With the United States being the last major nation to accept global warming as a genuine threat to our species, it is hardly surprising that its proposed “green” protectionism is drawing the ire of nations all over the world.
While doing virtually nothing to curb its own emissions, the U.S. Congress is eagerly pushing forward on legislation to punish numerous other nations who aren't “green” enough to satisfy the U.S. Among the most vigorous protesters (so far) are China, India and Canada.
The gist of the proposal is that any and every product which is exported into the U.S. would be subject to import tariffs if the country's production of those goods exceeded an arbitrary U.S. standard for carbon emissions. It would apply even if there were no equivalent U.S. goods “competing” against those imports.
For example, under the current drafting of rules, Canada's oil-sands exports to the U.S. would be subjected to large tariffs – because oil sands production is currently one of the “dirtiest” sources of oil production. Of course, in the future, an ever greater percentage of oil production must come from such sources – since we have used up all the cleaner/easier sources of oil.

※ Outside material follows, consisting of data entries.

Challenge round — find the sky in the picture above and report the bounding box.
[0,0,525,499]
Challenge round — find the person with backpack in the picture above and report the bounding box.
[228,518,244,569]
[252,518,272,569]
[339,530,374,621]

In the case of the oil-sands, it is possible to produce the oil in a “cleaner” manner, but it requires a much more expensive process – adding 20% to 30% on the final price of the crude. Given that recent, low crude prices were forcing oil sands producers to rein-in production, there simply aren't the large margins necessary to allow cleaner production.
This is irrelevant to the U.S., since the whole idea of this concept is to punish all the other countries in the world with large import tariffs – and use all that money to subsidize the conversion of the U.S. to more green technologies.
In the case of Canada, there are two obvious, potential consequences for such a U.S. ploy. Either Canada could simply choose to start exporting most/all of its oil production to Asia, and leave it up to the U.S. to get its oil from countries like Iran, Russia, and Venezuela, or it could simply curtail oil production.
In the first scenario, this represents a huge step backwards in U.S. “energy security” - as it becomes more reliant on nations with whom the U.S. has been increasingly antagonistic. In the second scenario, the U.S. essentially turns Canada into another “OPEC” nation – which would cut back on oil-production every time prices dipped to a certain level. That option would lead to much higher oil/gas prices in the U.S. over the long-term.
If the U.S.'s policies are unfair to Canada, they are plainly hypocritical when it comes to China and India. It was Corporate America which chose to dismantle most of the U.S. manufacturing sector, and “ship it” to Asia – to exploit the lower wages of Asian workers (while simultaneously driving down wages in the U.S.). Now the U.S. wants to slap heavy tariffs on much of these goods – which are no longer produced in the U.S.
Making this proposal even more punitive, with respect to countries like India and China is the fact that these economies are clearly still in the “developing” stage. Imagine how Americans would have felt if, during the 20th century there had been another nation who was much more advanced than the U.S. Then, based on its technological superiority, it slapped heavy tariffs on all U.S. manufactured goods – because it wasn't “advanced” enough.
Beyond the hypocrisy and unfairness, such a punitive scheme inevitably would mean much higher prices for an enormous assortment of goods in the U.S. Thus, foreign nations would pay heavily for the U.S. becoming “greener”, Americans would pay heavily for the U.S. becoming “greener”, while (as always), Corporate America would not just get a “free ride”, but would be subsidized by virtually everyone else in the world.
Thus, it's easy to see why this scheme is so popular with U.S. politicians. The U.S. government gets to serve its corporate masters, while pretending to demonstrate commitment to cleaning up its own “dirty” production (more than 50% of U.S. electricity is still generated from “dirty”, coal-powered facilities).
Ultimately, the U.S. is no longer in a position to dictate economic policy to other nations. Given that it currently “pays” for most of its imports with “IOU”s (i.e. U.S. dollars) which will rapidly lose value over time, other nations in the world are being given a huge incentive to restructure their international trade.
Instead of shipping a large chunk of global production to a country which not only can't pay for the goods, but 'steals' most of the production-profits through a crooked tariff, other nations will be strongly encouraged to ship their goods to nations which can pay for those goods – and who won't attempt to confiscate the trading profits.
There was a time when the U.S. could bully other nations economically whenever it felt like. When the first global trading agreement was concluded, the “GATT” treaty ("General Agreement on Trade and Tariffs"), the U.S. refused to endorse the deal unless it (and it alone) was given a special “grandfather clause” for 25 years which allowed the U.S. to slap punitive tariffs on a wide range of goods which no other nation on Earth was allowed to do.
The U.S. has never been a “champion” of “free trade”, but in fact has historically been shown to be one of the most “protectionist” economies on Earth. As usual, it once again wants special rules, which would only apply to itself.
The difference between today and the GATT treaty of 50 years ago is that the rest of the world no longer needs the U.S.